Not able to load via transformers
Hi bro, I am newbie to qlora, I tried below code and it raises OSError. Can you tell me how to load and use this using python.
from transformers import AutoTokenizer, AutoModelForCausalLM
tokenizer = AutoTokenizer.from_pretrained("TheBloke/guanaco-65B-GPTQ")
model = AutoModelForCausalLM.from_pretrained("TheBloke/guanaco-65B-GPTQ")
OSError Traceback (most recent call last)
in <cell line: 5>()
3 tokenizer = AutoTokenizer.from_pretrained("TheBloke/guanaco-65B-GPTQ")
4
----> 5 model = AutoModelForCausalLM.from_pretrained("TheBloke/guanaco-65B-GPTQ")
1 frames
/usr/local/lib/python3.10/dist-packages/transformers/modeling_utils.py in from_pretrained(cls, pretrained_model_name_or_path, *model_args, **kwargs)
2553 )
2554 else:
-> 2555 raise EnvironmentError(
2556 f"{pretrained_model_name_or_path} does not appear to have a file named"
2557 f" {_add_variant(WEIGHTS_NAME, variant)}, {TF2_WEIGHTS_NAME}, {TF_WEIGHTS_NAME} or"
OSError: TheBloke/guanaco-65B-GPTQ does not appear to have a file named pytorch_model.bin, tf_model.h5, model.ckpt or flax_model.msgpack.
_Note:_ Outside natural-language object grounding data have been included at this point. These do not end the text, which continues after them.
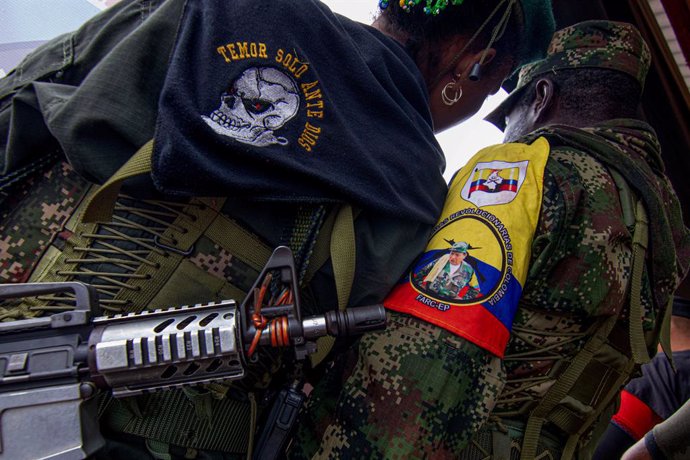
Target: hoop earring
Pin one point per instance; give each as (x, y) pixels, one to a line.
(456, 97)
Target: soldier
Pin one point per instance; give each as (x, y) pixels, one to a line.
(572, 303)
(231, 136)
(450, 275)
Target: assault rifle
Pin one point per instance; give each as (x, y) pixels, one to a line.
(51, 367)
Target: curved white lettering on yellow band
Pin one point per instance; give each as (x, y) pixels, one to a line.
(470, 277)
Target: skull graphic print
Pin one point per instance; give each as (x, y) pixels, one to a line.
(260, 101)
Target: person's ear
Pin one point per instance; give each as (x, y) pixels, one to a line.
(544, 99)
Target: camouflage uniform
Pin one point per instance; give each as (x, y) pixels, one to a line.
(415, 390)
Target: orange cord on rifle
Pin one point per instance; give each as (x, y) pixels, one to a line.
(260, 321)
(278, 327)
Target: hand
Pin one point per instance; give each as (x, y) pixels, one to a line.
(638, 451)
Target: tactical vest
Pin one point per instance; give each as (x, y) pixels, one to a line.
(583, 388)
(153, 253)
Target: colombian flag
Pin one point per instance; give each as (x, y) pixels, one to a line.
(470, 278)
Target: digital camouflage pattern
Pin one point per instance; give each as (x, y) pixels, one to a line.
(601, 44)
(409, 391)
(32, 212)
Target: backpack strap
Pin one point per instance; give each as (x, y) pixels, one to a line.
(102, 203)
(547, 409)
(342, 251)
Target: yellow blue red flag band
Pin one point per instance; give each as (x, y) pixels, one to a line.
(470, 278)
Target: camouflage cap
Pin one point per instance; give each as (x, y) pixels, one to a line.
(590, 44)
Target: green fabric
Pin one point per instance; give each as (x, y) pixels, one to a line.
(100, 208)
(342, 250)
(643, 169)
(588, 44)
(417, 390)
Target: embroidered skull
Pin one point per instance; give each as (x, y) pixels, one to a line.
(258, 102)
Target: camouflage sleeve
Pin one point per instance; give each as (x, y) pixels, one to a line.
(581, 250)
(411, 391)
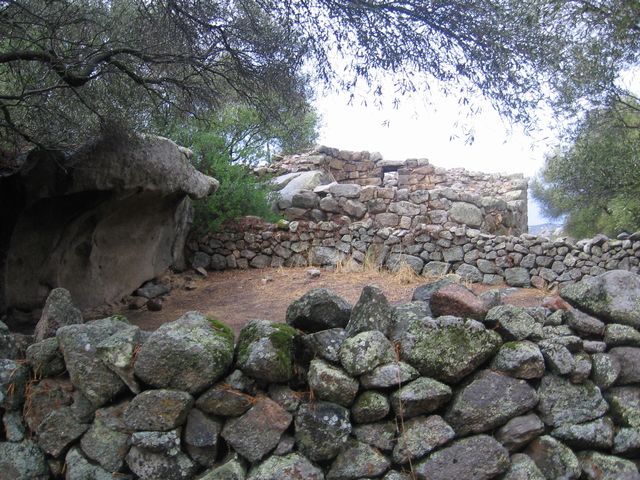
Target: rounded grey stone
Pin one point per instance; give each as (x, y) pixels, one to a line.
(188, 354)
(321, 430)
(318, 309)
(365, 351)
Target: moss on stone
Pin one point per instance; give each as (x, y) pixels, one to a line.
(222, 328)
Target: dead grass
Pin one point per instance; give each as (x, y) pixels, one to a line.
(237, 296)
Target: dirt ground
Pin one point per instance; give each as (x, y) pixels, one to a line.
(237, 296)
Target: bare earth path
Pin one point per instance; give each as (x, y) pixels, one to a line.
(237, 296)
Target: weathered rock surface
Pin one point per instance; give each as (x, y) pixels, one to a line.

You can't load GPTQ models from regular transformers, you need AutoGPTQ
pip install auto-gptq
Here is example code:
from transformers import AutoTokenizer, pipeline, logging
from auto_gptq import AutoGPTQForCausalLM, BaseQuantizeConfig
import argparse
model_name_or_path = "TheBloke/guanaco-65B-GPTQ"
model_basename = "Guanaco-65B-GPTQ-4bit.act-order"
use_triton = False
tokenizer = AutoTokenizer.from_pretrained(model_name_or_path, use_fast=True)
model = AutoGPTQForCausalLM.from_quantized(model_name_or_path,
model_basename=model_basename,
use_safetensors=True,
trust_remote_code=True,
device="cuda:0",
use_triton=use_triton,
quantize_config=None)
prompt = "Tell me about AI"
prompt_template=f'''### Instruction: {prompt}
### Response:'''
print("\n\n*** Generate:")
input_ids = tokenizer(prompt_template, return_tensors='pt').input_ids.cuda()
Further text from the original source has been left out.